Bernie Sanders and Elizabeth Warren Are Already Making Hillary Clinton Nervous

Impact

Hillary Clinton's path to the White House is beginning to take shape, and if the former secretary of state's own plans are any indication, she sees liberal stars Sen. Elizabeth Warren (D-Mass.) and Sen. Bernie Sanders (I-Vt.) as potential hurdles on the way.

MSNBC reported that Clinton and her team have scheduled an unlikely powwow with leaders at the Progressive Change Campaign Committee, the small Democratic group most strongly aligned with Warren and the populist economic agenda championed by Sanders.

Clinton, who is unlikely to formally enter the race until the spring, has already been criticized for being too tight with the wealthy donors and corporate leaders who have supported her in past campaigns, advised her while in office and given millions to her husband Bill's Clinton Foundation.

Post-election blues: That narrative took flight after Democrats, including at least 13 of the 26 Clinton campaigned for this fall, were rocked at the polls on Election Day. When a party takes a beating like that, its establishment leaders take the fall and new voices — or, at least, unfamiliar ones — begin to get more play.

Progressive Change Campaign Committee co-founders Adam Green and Stephanie Taylor are among them. They sent a message to Democrats after the midterms, scolding the party for engaging in a "Seinfeld-ian election about nothing" and declaring that "Warren was the most popular Democrat on the campaign trail for a reason: Her message of taking on Wall Street, reducing student debt and expanding Social Security benefits."

Sanders, the Senate's only socialist, is reading from a similar policy book.
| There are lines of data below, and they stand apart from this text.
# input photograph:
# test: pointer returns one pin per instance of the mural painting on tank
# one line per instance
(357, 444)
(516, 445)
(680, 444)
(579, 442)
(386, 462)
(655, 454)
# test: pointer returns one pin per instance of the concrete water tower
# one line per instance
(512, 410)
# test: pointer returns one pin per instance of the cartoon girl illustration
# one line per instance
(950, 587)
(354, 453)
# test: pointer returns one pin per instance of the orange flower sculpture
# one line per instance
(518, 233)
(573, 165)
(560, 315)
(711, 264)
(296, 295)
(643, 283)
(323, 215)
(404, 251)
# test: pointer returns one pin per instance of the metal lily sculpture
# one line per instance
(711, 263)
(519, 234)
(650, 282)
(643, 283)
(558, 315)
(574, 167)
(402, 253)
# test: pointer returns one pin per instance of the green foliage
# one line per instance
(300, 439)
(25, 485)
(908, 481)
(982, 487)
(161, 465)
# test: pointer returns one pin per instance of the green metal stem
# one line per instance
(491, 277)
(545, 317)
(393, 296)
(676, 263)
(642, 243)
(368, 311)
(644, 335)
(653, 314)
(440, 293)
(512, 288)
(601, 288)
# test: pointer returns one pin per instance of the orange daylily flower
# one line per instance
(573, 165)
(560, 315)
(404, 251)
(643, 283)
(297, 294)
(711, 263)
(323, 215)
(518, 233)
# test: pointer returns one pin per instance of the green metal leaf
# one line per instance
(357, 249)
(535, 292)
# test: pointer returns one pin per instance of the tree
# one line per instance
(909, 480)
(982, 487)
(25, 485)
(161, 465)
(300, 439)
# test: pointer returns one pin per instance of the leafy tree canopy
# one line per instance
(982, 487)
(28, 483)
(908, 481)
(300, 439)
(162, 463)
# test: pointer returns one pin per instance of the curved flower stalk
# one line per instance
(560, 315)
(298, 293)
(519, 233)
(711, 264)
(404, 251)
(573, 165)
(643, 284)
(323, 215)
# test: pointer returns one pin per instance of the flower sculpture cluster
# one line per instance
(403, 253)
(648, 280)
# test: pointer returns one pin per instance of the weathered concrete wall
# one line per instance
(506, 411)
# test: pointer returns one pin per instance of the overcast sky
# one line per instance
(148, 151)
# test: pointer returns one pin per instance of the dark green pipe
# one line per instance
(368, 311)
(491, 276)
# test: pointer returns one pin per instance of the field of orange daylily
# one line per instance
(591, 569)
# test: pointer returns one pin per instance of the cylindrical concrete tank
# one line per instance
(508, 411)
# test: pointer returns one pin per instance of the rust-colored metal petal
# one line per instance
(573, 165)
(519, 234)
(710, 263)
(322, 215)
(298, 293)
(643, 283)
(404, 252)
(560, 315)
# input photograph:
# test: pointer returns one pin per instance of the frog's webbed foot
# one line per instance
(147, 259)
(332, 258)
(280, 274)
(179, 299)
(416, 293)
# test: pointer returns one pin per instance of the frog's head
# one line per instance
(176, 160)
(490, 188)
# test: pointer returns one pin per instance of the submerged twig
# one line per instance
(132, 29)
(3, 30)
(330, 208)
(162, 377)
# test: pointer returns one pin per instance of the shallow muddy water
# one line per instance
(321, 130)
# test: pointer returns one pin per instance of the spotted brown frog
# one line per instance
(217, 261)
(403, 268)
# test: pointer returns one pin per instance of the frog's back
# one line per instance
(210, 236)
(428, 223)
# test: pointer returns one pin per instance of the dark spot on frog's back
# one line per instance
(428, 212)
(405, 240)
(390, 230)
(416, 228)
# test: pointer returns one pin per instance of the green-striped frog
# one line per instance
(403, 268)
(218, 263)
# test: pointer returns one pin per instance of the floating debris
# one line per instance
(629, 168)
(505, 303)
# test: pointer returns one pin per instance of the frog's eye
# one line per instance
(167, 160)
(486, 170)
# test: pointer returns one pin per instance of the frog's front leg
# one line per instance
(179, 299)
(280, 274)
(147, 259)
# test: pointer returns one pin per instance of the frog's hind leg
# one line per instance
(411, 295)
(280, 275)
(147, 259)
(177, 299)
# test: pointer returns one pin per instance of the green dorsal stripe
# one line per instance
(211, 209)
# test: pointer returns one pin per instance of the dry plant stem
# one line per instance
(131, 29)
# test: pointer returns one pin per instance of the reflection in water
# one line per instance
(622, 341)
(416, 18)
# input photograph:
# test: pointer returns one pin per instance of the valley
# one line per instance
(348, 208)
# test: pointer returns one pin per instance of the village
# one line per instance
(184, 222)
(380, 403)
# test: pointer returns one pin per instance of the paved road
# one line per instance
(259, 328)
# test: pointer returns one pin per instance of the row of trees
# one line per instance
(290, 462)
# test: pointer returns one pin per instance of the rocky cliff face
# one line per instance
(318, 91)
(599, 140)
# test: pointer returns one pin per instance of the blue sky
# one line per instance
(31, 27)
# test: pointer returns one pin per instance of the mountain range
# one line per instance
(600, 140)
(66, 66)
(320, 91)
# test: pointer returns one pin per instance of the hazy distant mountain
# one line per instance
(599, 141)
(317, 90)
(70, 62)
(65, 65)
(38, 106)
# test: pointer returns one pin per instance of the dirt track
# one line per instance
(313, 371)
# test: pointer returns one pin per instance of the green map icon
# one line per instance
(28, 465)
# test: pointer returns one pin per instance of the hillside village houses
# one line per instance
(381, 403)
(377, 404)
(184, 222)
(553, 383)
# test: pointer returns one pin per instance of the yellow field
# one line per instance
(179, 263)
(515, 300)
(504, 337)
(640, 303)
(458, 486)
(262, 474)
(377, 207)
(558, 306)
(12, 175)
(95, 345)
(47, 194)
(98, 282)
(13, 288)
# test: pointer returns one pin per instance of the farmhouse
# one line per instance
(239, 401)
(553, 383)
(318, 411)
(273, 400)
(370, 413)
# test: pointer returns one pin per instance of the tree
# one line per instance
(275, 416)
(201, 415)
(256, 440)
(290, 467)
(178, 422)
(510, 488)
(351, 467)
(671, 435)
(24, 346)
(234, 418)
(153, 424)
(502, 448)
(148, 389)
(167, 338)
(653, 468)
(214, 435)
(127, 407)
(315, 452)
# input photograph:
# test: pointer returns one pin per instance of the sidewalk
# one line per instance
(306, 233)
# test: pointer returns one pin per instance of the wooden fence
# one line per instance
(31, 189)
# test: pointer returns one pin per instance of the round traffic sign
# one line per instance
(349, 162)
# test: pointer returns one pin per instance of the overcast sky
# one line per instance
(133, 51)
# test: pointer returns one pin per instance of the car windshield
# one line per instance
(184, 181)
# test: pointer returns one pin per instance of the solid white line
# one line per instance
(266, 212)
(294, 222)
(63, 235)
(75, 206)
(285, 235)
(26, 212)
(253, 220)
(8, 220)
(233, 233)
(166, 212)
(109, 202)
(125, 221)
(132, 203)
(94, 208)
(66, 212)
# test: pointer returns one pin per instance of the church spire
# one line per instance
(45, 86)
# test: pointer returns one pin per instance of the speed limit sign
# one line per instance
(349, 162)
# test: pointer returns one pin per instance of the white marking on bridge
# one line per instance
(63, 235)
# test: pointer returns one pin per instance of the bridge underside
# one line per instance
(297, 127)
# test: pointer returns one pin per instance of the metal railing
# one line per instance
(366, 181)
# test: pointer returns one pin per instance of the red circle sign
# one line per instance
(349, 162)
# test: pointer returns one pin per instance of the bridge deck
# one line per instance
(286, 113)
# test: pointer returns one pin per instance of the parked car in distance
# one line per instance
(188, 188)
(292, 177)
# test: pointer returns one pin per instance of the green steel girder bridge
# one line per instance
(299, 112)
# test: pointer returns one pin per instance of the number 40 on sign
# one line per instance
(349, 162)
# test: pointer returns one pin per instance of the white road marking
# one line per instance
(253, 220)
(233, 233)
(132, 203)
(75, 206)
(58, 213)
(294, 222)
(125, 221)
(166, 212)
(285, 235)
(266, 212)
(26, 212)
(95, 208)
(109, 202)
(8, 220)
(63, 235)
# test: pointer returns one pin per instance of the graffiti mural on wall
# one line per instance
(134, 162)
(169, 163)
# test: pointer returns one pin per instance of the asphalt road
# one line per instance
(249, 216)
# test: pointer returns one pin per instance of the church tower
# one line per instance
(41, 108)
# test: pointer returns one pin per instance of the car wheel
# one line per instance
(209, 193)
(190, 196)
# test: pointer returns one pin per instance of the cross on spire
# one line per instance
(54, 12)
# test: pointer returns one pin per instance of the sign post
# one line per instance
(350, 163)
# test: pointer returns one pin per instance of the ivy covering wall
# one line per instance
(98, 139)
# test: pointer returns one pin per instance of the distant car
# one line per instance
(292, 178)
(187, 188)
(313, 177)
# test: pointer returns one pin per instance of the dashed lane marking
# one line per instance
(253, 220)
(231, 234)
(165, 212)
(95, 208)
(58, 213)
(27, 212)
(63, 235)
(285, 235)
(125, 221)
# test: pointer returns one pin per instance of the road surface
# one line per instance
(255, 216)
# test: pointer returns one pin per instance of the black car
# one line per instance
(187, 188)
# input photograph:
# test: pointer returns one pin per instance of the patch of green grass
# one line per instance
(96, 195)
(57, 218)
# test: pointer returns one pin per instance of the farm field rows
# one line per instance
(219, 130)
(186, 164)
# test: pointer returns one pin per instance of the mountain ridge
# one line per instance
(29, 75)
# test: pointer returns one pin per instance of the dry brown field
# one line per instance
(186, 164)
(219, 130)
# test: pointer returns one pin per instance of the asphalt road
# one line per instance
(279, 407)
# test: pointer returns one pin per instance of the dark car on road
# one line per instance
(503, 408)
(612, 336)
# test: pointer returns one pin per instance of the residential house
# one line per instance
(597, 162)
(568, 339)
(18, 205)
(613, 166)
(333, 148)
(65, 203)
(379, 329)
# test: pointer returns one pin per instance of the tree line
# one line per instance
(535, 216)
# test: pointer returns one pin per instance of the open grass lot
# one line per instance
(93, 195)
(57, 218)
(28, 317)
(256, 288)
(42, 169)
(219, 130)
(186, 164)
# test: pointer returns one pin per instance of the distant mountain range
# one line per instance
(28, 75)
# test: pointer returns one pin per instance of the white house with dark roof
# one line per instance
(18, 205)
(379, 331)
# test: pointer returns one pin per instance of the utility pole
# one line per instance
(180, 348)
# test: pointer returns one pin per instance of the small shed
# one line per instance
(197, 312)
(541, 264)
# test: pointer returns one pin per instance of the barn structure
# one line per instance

He, too, is trying to build a grassroots progressive movement with a particular focus on driving money out of politics, fighting income inequality with higher taxes on the rich, reducing the price of higher education — to nothing, in some cases — and upgrading from Obamacare to a government-subsidized single payer health care system. His recent hiring of veteran campaign hand Tad Devine is the clearest signal yet Sanders is planning to run.

Problems from the left: This creates real a real conundrum for Clinton, whose ties to the people and organizations scorned by the left go back decades.

"Many of her best friends, her intellectual brain trust [on economics], all come out of that world," a longtime political aide to Hillary and Bill Clinton, told the New Republic last year. "She doesn't have a problem on the fighting-for-working-class-folks side, but it will be hard, really wrenching for her to be that populist on [finance] issues."

"Wrenching" though it may be, taking on these issues and the politicians and groups driving the discussion now is a smart political move for Clinton and her Democratic Party backers.

Because when the real campaign begins, the Progressive Change Campaign Committee, Warren and Sanders will all be there. Sanders is the most likely to actually run against her, and the Warren faction is a necessary ally in winning the Democratic primary.

More importantly, Clinton will need the support of their devoted grassroots troops when it's time to take on the Republicans. Progressive voices will be loud right through Election Day. Hillary needs them speaking up for her.